Ambassadors of conscience: care and elections

I enjoy going to vote and I always have. I am looking forward to taking time on Thursday to go and physically exercise my choice by walking to my local Polling Station. It is an exercise that has been drilled into me from youth.

I have mentioned my great aunt Effie quite a few times in this blog and one of the things she was always passionate about was the importance of voting. My great aunt was a young teacher in the early 1900s firstly in Lewis and then Skye. She was inspired by the work of the Stornoway Women’s Suffrage Society which was one of many women’s organisations campaigning for equal treatment of women. So often the story of the Suffragettes is seen through the eyes of middle class and urban, even metropolitan, women but there was a rich and vibrant women’s movement in the islands of Scotland. The struggle for suffrage meant that for women like my great aunt the physical act of voting was a debt of duty and honour owed.

I will be especially motivated to vote this year because social care is such a prominent issue in this election. The experience of the last year has been hard beyond reckoning not least for residents, families and staff in our care home sector. We have a very real opportunity on Thursday in exercising our vote to ensure that any new Parliament, regardless of any specific government, prioritises social care. It is a pandemic election which owes a debt to those lives lost, diminished and harmed.

That is one of the reasons that I am fully behind the Oxfam Scotland campaign to have care recognised as a national outcome.

In December 2020, Oxfam Scotland, Scottish Care, One Parent Families Scotland, the Scottish Women’s Budget Group and the seven National Carer Organisations, including Carers Scotland, launched a joint call for a new National Outcome on valuing and investing in care.

Together, they are urging all political parties in Scotland to “make a generation-defining commitment to care and all those who provide it across the nation by putting in place a dedicated National Outcome… [to] help ensure that welcome statements of support for carers lead to meaningful and long-lasting change while ensuring that progress towards better valuing and investing in care is transparently monitored.”

This is critically important. Care has to come from the margins into the centre of our society; it needs to be not solely the object of occasional clapping but the conscious commitment of those who govern and deliver public services.

A few days after Thursday we will know the shape and form of the Government which will guide us for the next five years. Some of those canvassing and campaigning will start a new life as representatives of the people. It is a daunting task. Never before have we needed women and men who are able to be ‘ambassadors of conscience’.

One of my favourite poets Seamus Heaney was approached by the chairperson of a local Amnesty International group in Dublin in 1985 and she asked him to write a piece to mark Human Rights Day and the 25th anniversary of Amnesty. He created what would become one of his most famous poems, “From the Republic of Conscience”.

The poem imagines a Traveller arriving at a destination called the republic of conscience. Met by silent welcoming staff, he is not required to prove his identity, but rather is affirmed as part of the community. It is a place for self-exploration, all he is required to do is examine his own baggage. The poem depicts the character of this republic and describes the quality of those who lead and the obligations upon the Traveller as he leaves to return home from the republic. Have a read of it – its haunting allure is irresistible.

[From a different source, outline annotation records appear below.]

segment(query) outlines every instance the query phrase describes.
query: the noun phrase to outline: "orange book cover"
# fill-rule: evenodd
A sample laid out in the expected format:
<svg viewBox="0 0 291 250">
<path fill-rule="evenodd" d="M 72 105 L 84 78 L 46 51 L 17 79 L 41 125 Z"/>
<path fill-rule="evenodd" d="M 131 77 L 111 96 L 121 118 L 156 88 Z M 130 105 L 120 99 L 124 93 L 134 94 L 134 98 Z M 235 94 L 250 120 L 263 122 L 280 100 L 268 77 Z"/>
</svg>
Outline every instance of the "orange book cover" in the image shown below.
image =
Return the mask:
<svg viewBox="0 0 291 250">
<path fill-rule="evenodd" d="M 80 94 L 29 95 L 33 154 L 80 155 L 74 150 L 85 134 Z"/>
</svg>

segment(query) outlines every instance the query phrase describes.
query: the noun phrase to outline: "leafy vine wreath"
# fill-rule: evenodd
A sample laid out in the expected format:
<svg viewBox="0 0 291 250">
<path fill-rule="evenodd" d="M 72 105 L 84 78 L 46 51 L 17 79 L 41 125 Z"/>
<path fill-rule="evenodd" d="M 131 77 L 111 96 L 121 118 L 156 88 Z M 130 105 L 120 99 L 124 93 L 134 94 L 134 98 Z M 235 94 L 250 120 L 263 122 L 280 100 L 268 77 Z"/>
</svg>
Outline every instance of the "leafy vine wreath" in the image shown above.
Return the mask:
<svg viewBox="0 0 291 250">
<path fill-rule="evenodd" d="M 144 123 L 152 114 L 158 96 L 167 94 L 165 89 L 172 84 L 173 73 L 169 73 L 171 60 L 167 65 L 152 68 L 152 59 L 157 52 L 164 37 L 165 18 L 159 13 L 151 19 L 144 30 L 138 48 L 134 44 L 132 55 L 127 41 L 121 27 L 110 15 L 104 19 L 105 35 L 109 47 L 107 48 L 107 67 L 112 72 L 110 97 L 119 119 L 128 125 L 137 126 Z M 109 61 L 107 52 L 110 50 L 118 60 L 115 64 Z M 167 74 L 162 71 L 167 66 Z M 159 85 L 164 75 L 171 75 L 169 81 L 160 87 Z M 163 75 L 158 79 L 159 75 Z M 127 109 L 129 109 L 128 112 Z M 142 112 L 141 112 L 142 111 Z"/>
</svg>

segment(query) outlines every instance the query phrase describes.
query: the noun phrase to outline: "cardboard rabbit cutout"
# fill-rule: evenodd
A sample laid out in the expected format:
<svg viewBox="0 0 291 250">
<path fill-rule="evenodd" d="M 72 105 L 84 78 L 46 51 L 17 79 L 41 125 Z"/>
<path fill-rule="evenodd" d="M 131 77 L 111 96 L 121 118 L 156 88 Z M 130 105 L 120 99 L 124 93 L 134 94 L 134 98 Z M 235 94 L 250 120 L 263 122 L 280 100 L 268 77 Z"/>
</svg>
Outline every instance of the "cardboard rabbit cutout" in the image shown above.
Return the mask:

But one stanza always stays with me:

‘At their inauguration, public leaders

must swear to uphold unwritten law and weep

to atone for their presumption to hold office –

and to affirm their faith that all life sprang

from salt in tears which the sky-god wept

after he dreamt his solitude was endless.’

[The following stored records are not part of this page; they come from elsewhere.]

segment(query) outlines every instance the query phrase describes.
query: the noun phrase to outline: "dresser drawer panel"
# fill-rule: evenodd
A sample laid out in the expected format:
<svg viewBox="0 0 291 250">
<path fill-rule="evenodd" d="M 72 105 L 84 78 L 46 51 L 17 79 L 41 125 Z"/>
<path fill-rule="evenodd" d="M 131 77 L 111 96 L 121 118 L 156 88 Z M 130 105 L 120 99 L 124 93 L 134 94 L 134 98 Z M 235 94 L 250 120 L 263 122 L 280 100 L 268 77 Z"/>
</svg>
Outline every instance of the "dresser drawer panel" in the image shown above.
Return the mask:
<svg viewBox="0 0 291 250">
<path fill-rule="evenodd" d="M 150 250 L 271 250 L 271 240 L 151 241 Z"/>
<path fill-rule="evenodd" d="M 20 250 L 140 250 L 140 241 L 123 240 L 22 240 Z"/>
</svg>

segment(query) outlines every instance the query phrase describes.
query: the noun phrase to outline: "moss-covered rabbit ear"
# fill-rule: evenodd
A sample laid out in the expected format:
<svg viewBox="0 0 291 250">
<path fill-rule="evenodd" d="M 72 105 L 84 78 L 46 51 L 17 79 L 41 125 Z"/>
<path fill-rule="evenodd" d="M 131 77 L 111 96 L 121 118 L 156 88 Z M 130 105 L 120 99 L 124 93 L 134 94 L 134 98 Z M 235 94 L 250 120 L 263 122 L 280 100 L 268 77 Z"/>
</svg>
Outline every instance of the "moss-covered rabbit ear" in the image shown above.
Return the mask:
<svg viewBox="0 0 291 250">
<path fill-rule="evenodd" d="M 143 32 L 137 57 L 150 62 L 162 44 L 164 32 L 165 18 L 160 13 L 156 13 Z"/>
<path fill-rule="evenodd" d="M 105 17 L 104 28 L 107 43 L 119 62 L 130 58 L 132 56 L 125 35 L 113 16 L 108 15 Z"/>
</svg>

Heaney’s poem ends with the narrator being told that he is now an ‘ambassador of conscience’ – someone who in all they do needed to be the voice of those who suffer, to challenge injustice, to act and do what is right. It is a duty which they are told will never end, they will never be relieved of this commitment. It is perhaps fitting that Amnesty International’s most prestigious award is called the ‘Ambassador of Conscience Award.’

In the last few days, I have read commentary to suggest that people are not that interested in the election and that they are more focussed on returning to their normal lives of non-pandemic times. But democracy is a precious gift. The ability to vote achieved by women like my great aunt needs to be cherished and renewed. This year I think we all need to renew our democracy with a commitment to have care at the centre of this election and the next parliament.  Care should be both the coracle of our coming and the cradle of our hope as a community. It is the spirit of conscience which should enthuse our dialogue and decision, our motivation and aspiration.

Care needs to be at the heart of our new parliament, both in its priorities and outcomes, its focus and soul. But it also needs to be at the centre of the lives of those who would seek to govern. They need to be a group of women and men more open to listen that to talk; to learn than to espouse. Elections are set up to create opposition and distinction, difference and alternative. Government should always be a space for collaboration and conversation, agreement and acceptance. A parliament enthused with a focus on care gives a place to conscience and in turn moulds a wider community which becomes a space of tolerance, integrity and authenticity.

I look forward in the hope that our next Parliament will be occupied by women and men who are ambassadors of conscience first and representatives of party second. But regardless I will in duty and optimism walk out and vote on Thursday and I hope you will too.